The development of natural language processing and AI applications require a gold standard dataset. Data is the pillar of those intelligent applications, and an annotation is a way to acquire it. In this talk, I will first discuss the main components of WebAnno, one of the most popular annotation tools to date, which is a generic, distributive, and web-based annotation tool. I will then discuss the extension of WebAnno, which is called CodeAnno, that supports hierarchical document-level annotation, particularly for the codebook annotation in social science. In the second part of my talk, the approaches and challenges of social NLP datasets, such as hate speech, sentiment, and fake news datasets using crowdsourcing frameworks. I will conclude the talk by presenting our Telegram bot-based social media annotation tool called ASAB, which is built to alleviate crowdsourcing limitations in the annotation of low-resource languages.

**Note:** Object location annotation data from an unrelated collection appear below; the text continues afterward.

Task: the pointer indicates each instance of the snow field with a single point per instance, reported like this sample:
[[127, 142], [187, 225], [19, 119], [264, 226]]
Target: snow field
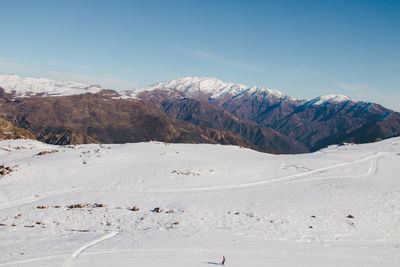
[[256, 209]]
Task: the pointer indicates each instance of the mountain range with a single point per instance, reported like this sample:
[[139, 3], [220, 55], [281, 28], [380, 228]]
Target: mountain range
[[192, 110]]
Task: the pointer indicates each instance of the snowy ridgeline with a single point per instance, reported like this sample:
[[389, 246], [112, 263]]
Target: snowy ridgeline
[[188, 86], [156, 204]]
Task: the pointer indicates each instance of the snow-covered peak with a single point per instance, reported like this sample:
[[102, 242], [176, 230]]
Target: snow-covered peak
[[23, 87], [215, 88], [331, 99]]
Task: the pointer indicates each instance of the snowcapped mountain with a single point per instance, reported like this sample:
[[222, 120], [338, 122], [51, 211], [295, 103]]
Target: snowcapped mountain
[[26, 87], [214, 88], [251, 112]]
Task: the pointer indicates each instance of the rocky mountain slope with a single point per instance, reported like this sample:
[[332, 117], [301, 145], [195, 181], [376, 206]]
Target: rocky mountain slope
[[9, 131], [315, 123], [97, 118], [226, 113]]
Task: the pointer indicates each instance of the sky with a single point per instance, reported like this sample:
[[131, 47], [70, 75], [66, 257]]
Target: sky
[[302, 48]]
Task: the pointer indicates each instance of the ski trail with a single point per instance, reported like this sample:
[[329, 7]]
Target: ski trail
[[280, 179], [373, 167], [79, 250]]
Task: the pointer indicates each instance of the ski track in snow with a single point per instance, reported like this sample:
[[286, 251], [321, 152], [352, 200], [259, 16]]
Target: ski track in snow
[[284, 179], [79, 250]]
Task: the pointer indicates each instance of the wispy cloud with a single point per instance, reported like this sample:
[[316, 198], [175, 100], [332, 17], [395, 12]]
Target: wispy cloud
[[84, 67], [204, 55], [351, 87], [127, 71]]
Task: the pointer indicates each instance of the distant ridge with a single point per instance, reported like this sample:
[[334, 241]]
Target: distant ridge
[[268, 120]]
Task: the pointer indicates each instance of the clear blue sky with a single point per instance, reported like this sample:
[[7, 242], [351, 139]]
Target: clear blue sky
[[302, 48]]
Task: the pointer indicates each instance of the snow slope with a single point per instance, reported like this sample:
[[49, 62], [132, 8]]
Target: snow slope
[[188, 86], [255, 209], [25, 87]]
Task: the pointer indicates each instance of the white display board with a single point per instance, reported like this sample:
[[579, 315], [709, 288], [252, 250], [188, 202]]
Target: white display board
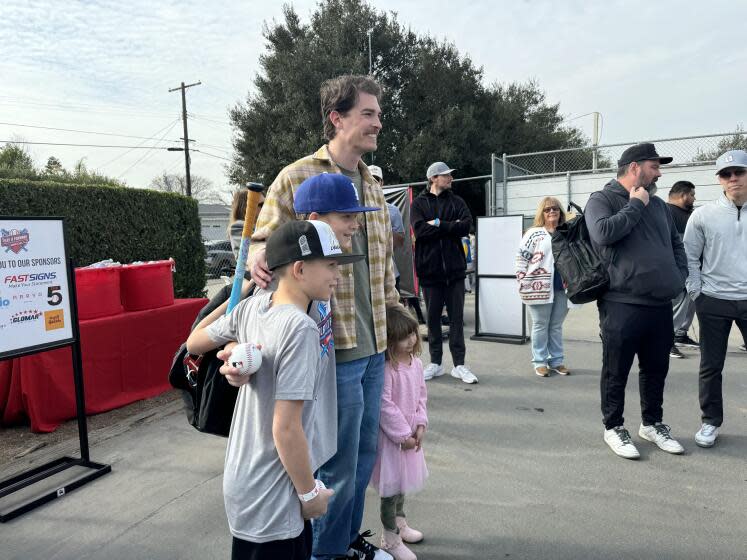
[[35, 292], [499, 310], [497, 243]]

Seid is currently a postdoctoral researcher at LT Group, Universität Hamburg, under the supervision of Prof. Chris Biemann. His research focuses on social NLP, adaptive ML for data annotation, big data analysis, and NLP for low-resource languages. He has been working as a scientific software engineer at Language Technology Group since September 2012. He has participated in the development of NLP tools such as Par4Sem, WebAnno/CodeAnno, new/s/leak, GermaNER, and Network of the Day. He also participates in teaching different NLP and AI-related courses and projects.